Data centers have an Uninterruptible Power Supply (UPS) designed to power the facility for long enough for generators to fire up. The UPS has to have a large store of batteries, and they are powered by DC.

So power enters the data center as AC, is converted to DC to charge the batteries, and then back to AC for distribution to the racks.

In the 2000s, a number of companies proposed to take the AC link out of the equation. Convert to DC, charge the batteries, and distribute DC to the racks. ABB was convinced enough to buy the leading DC prominent Validus back in 2011.

But the idea didn’t catch on. In this iteration of the war of the currents, DC was widely seen as unsafe. For that reason, and maybe the innate conservatism of the sector, it withered away.

But things can always come back.

Data centers are now looking at using microgrids for power. That means drawing on-site energy directly from sources such as fuel cells and solar panels. As it turns out, those sources often conveniently produce direct current.

A data center could be isolated from the AC grid, and live on its own microgrid. On that grid DC power sources charge batteries, and power electronics which fundamentally run on DC.

In that situation, the idea of switching to AC for a short loop around the facility begins to look, well, odd.

For our latest power supplement, DCD spoke to one of the pioneers bringing back full-site DC distribution.

More invention

But when things are opened up for innovation, other things can change too. We could see modern-day Edisons coming up with completely new ideas.

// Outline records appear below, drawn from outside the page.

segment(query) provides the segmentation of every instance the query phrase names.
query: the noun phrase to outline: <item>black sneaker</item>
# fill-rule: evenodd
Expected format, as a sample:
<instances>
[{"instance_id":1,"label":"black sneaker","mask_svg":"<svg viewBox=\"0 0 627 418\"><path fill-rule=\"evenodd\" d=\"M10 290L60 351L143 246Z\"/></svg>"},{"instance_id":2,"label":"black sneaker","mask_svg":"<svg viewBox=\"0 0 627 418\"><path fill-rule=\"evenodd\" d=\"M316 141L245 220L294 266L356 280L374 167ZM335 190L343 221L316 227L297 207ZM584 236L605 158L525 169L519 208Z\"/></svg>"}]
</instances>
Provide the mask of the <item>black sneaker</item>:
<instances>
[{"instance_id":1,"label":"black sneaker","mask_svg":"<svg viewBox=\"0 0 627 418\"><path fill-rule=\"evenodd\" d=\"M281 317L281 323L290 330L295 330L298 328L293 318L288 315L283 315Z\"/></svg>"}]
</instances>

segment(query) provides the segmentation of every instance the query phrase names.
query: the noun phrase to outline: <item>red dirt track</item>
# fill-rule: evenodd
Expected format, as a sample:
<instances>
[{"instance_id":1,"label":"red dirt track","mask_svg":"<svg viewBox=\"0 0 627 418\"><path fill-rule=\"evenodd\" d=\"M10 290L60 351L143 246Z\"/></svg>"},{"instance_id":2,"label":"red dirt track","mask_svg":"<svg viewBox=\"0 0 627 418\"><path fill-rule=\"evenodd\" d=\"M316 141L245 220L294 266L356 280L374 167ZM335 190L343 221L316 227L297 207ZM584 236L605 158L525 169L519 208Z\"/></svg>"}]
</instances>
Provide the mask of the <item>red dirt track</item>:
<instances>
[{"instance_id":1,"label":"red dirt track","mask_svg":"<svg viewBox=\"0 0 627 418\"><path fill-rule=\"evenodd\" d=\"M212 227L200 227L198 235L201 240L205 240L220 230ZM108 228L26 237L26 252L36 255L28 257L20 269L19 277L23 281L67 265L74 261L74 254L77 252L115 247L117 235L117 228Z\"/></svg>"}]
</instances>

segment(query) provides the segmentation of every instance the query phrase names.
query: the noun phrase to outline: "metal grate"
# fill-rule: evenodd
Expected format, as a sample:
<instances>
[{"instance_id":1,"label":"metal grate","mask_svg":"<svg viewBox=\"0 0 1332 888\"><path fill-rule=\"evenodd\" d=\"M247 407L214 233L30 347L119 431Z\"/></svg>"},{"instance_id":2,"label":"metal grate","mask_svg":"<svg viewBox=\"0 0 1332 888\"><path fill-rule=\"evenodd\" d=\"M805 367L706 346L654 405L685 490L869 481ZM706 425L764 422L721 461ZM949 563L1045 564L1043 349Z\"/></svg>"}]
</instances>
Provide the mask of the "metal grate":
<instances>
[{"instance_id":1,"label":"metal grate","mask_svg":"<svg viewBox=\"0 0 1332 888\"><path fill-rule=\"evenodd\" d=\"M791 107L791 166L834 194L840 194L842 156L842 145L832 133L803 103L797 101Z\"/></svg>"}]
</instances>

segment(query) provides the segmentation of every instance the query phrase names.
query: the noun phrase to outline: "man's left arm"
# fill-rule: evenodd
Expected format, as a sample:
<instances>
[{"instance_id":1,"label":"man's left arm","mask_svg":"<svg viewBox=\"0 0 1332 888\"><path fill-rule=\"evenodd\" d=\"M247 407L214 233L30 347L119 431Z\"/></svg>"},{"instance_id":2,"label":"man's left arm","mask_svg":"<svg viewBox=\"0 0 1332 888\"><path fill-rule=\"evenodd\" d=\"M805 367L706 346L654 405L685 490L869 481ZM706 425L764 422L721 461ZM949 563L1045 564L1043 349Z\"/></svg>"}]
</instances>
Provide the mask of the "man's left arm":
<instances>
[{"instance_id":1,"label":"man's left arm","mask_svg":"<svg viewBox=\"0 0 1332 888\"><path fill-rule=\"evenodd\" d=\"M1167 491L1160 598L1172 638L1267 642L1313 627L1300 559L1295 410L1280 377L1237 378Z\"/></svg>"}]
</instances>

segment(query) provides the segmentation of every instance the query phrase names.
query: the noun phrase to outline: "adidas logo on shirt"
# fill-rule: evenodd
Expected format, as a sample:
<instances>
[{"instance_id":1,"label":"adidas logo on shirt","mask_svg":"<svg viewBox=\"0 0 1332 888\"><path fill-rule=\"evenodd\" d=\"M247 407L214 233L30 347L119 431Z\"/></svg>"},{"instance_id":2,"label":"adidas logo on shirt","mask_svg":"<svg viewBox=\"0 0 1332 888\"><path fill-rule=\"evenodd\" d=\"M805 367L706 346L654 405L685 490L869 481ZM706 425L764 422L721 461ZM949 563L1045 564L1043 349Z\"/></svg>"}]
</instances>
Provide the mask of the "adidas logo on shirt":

Those central battery rooms are only one place to store the backup. There have been multiple schemes proposing batteries within the actual data center racks, where they can provide that failover time to each server individually, instead of through a distributed system.

And beyond that, why not re-examine the fundamentals of electrical conduction?

A few years after Edison, in 1911, the phenomenon of superconductivity was discovered. Materials exist which, at low temperatures, have no resistance at all.

In theory, superconducting circuits could carry as much current as you like, without any wastage.

The drawback is the need for low temperatures. Scientists have searched for high-temperature superconductors, and produced some which operate at -130C, warm enough to be cooled with a liquid nitrogen.

Bus bars have been proposed, sheathed in a cryogenic circuit, that could ship as much power as you like around a data center, without loss.

Real data centers are going to take a lot of convincing to adopt anything that exotic.

But by comparison, maybe DC distribution doesn’t look so unusual after all?